Karaaslan's waiver argument similarly fails. He asserts waiver for the first time on appeal, which ordinarily forfeits the claim, but we address it because it is grounded in the same set of operative facts as his estoppel theory. (People v. Carr (1974) 43 Cal.App.3d 441, 445.) The claim is equally without merit.
"Waiver is a voluntary relinquishment, expressly or impliedly, of a known right." (Morgan, supra, 250 Cal.App.2d at p. 180.) To establish a waiver of the statute of limitations, a clear showing of an intent to relinquish that right is required. (Isaacson, supra, 263 Cal.App.2d at p. 419.) As with his estoppel argument, Karaaslan bases his waiver claim on the supposed mere "formality" of the District's rejection letter and Hamilton's ambiguous concluding statement that while the District rejected his claim "at its level," it was not a final ruling on the claim's validity. As before, these claims fail because the letter's formality was no reason to disregard it or the limitations period it expressly cited. Moreover, if there was any ambiguity in the letter, doubtful cases will be resolved against waiver. (Isaacson, supra, 263 Cal.App.2d at p. 419 [ambiguity alone does not establish a waiver].)

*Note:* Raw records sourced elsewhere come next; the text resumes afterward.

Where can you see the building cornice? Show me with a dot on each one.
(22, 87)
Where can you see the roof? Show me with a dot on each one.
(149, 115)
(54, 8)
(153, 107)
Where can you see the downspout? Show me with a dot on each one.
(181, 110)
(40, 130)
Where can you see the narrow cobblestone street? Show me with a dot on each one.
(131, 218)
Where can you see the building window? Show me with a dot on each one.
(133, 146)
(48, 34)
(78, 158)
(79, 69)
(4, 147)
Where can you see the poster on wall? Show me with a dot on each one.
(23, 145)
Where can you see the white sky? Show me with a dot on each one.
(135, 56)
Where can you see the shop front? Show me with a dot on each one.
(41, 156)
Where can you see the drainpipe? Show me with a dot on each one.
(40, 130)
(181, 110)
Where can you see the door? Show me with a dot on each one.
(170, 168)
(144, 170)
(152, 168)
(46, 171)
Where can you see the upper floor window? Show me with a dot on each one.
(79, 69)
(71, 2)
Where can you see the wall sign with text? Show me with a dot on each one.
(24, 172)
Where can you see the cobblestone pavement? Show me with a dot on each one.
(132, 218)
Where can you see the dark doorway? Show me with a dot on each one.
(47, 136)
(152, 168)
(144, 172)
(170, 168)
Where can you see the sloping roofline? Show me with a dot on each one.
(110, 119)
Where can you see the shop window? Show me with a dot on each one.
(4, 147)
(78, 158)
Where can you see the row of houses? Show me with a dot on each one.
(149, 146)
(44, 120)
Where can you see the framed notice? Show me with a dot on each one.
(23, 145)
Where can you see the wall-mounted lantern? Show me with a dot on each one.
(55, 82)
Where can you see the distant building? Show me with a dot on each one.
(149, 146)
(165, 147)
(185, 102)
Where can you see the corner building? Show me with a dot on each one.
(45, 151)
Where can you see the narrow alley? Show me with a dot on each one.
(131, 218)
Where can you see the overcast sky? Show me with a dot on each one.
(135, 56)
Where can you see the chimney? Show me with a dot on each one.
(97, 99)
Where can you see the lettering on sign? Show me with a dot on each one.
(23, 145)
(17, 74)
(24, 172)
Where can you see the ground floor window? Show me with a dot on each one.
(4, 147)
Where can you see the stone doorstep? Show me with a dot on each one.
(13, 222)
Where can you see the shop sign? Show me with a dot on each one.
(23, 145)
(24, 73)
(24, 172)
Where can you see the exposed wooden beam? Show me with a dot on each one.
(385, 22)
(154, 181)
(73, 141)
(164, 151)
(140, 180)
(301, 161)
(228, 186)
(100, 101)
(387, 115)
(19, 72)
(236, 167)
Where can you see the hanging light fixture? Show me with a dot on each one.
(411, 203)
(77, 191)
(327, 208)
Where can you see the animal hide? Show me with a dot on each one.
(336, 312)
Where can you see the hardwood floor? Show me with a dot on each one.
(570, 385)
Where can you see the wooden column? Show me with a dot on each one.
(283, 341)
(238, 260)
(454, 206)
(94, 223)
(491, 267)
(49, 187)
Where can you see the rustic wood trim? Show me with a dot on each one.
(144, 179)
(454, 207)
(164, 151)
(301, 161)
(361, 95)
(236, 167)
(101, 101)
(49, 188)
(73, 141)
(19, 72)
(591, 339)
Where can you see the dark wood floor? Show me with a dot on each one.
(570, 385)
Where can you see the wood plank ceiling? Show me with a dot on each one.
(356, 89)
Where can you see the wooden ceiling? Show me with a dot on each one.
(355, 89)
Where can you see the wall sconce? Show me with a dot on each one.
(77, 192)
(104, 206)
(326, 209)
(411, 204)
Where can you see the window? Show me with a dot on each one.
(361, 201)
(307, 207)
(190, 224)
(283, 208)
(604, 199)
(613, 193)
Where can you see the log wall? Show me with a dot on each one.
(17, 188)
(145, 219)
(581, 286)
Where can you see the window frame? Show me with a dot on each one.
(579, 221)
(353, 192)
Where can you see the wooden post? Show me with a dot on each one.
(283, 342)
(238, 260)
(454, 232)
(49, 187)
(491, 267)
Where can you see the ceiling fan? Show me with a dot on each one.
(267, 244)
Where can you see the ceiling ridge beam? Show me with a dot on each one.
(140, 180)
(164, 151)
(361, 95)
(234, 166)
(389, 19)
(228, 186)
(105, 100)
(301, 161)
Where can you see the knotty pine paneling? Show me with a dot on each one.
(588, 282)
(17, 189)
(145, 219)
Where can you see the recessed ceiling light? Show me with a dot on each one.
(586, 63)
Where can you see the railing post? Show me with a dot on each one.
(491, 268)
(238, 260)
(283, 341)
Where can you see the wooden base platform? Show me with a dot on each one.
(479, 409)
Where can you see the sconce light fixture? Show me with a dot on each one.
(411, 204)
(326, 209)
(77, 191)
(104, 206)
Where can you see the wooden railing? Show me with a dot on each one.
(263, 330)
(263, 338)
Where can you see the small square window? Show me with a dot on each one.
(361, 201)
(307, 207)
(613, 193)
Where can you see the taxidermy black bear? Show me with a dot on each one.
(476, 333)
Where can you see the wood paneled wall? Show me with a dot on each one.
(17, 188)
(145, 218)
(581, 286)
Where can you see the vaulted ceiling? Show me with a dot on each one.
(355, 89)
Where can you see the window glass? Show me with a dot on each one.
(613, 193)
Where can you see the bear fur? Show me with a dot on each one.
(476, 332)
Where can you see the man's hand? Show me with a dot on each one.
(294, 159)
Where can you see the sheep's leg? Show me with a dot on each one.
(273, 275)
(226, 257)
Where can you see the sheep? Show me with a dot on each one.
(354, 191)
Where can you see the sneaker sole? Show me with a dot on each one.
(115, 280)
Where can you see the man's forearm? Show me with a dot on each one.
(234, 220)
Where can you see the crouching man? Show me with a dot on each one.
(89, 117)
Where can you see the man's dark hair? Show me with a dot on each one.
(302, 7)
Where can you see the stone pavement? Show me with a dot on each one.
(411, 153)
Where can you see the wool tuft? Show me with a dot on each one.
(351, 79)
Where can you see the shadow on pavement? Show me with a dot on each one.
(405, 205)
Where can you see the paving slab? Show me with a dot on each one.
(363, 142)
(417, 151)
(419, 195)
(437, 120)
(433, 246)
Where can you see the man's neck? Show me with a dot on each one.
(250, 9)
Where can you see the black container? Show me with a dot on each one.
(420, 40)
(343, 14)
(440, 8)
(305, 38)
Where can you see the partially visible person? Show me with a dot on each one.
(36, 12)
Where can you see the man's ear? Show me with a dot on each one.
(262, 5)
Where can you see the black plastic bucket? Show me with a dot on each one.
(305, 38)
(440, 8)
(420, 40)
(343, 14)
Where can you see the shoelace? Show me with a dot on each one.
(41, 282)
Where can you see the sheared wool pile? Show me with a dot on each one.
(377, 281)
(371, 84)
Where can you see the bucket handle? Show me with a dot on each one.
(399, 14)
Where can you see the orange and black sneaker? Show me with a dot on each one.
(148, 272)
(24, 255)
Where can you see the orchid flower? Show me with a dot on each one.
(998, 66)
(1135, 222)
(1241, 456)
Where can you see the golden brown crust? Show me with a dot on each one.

Karaaslan cites Morgan, supra, 250 Cal.App.2d 176 and Satterfield v. Garmire (1967) 65 Cal.2d 638 (Satterfield) in support of his waiver argument, but they are unavailing. Morgan did not decide the issue of waiver. In Satterfield, the defendant, an estate executor, entered into settlement negotiations with a claimant over an informally submitted claim. (Id. at pp. 640-641.) The negotiations lasted for two months, during which defendant's insurer offered to settle for a substantial sum. (Ibid.) The lawsuit over the claim was subsequently filed by mutual agreement of the parties. (Ibid.) The court found that both parties treated the claim as existing, and the defendant thereby waived its right to require a formal presentation of the claim. (Id. at p. 646.) Unlike Satterfield, where the defendant's actions taken on the claim defeated the need for formal presentation of the claim, no evidence in the record suggests that the District at any point acted as if the statute of limitation was tolled or inapplicable. Consequently, there was no waiver.
III
DISPOSITION
The trial court's order denying Karaaslan's petition to file a late action is affirmed. The parties shall bear their own costs on appeal.
ARONSON, J. WE CONCUR: O'LEARY, ACTING P. J. BEDSWORTH, J.